Statistician AE Maxwell used to say, as I put my head cautiously past his open door and then sat in front of his desk “Have you plotted the data?” His doctoral thesis consisted of one factor analysis, done by hand, which reportedly took him almost three years. By that time, he had got to know his data.
Brian Everitt, in the room next to Maxwell in the Biometrics Department at the Institute of Psychiatry, used to add: “It is a big limitation of statistics that when you ask a question, you are given a number in reply. You should be given an answer to your question.”
With these paragons in mind it is a delight to be guided to Emil Kirkegaard’s site, where he plots the data and answers questions. Yes, there are some numbers, but they are closely linked to the plotted data, which aids understanding.
http://emilkirkegaard.dk/understanding_statistics/
I know that my esteemed readers might regard all this as old hat, but I think it has great utility.
Restriction of Range
Psychology samples tend to be drawn from college students, and although it may be hard to believe sometimes, they are of above average intelligence. Even if one excludes only those of below average intelligence (try it with the slider set at a Z value of zero) that restriction reduces the variance by 63%. In standard present day university samples where IQ 115 is the minimum required, variance will be reduced by 80%. In proper, old style universities where IQ 130 is the entry requirement, the reduction in variance is 88%. I think this is very important, particularly when some researchers make claims about multiple intelligences based on Ivy League and Oxbridge students showing that some particular skill, say gastro-intestinal intelligence, is unrelated to g because the correlation is only 0.18, which in fact means that the general population correlation is very probably a much larger 0.50
Tail effects
“Small differences in means are great at the extremes”
Having repeated the quip, I should have added to it: “and small differences in standard deviations cause large perturbations”. Here it is again, ready for a tweet:
“Small differences in means are great at the extremes and small differences in standard deviations cause large perturbations.”
In this example Emil introduces us to the Blues and the Reds.
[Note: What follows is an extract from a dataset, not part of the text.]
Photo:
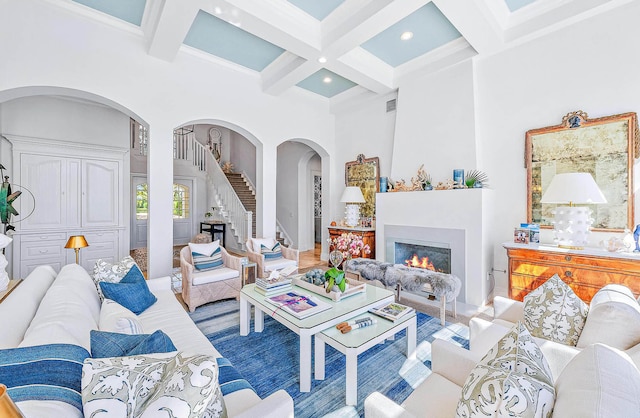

These two tribes differ by one standard deviation on a score which is very similar to intelligence. That means that at a threshold of IQ 130 (old style good university) the proportions of Blue to Red students will be about 17 to 1. That is to say, if entry to such a university is based only on ability, that will be the ratio. If in addition the standard deviation of Red intelligence is a bit narrower (say only 14, and not the usual Blue sd of 15) then the ratio of Blue to Red will be 35 to 1 on intelligence alone. Please stick to Blue and Red, because that makes the concept easier for many people to understand.
Regression towards the mean
This has been explained many times, but plotting the data helps. “Regression” implies a process which takes time: some magical shrinking or reversion to a primitive ancestral state. Partly this is due to psychoanalytic notions about childhood, partly due to an analogy with the loss of function which is part of ageing. Engaging ideas, but not what is being discussed here. I think I am in favour of the more general title of “errors in repeated measurements”. The simplest verbal explanation is to say that the more often you test someone the less their overall results will be affected by flukes, and if you select people on the basis of extreme scores at first testing, those individuals are unlikely to be so extreme at second testing, just because of testing un-reliabilities. Flukes get lost, because they are flukes.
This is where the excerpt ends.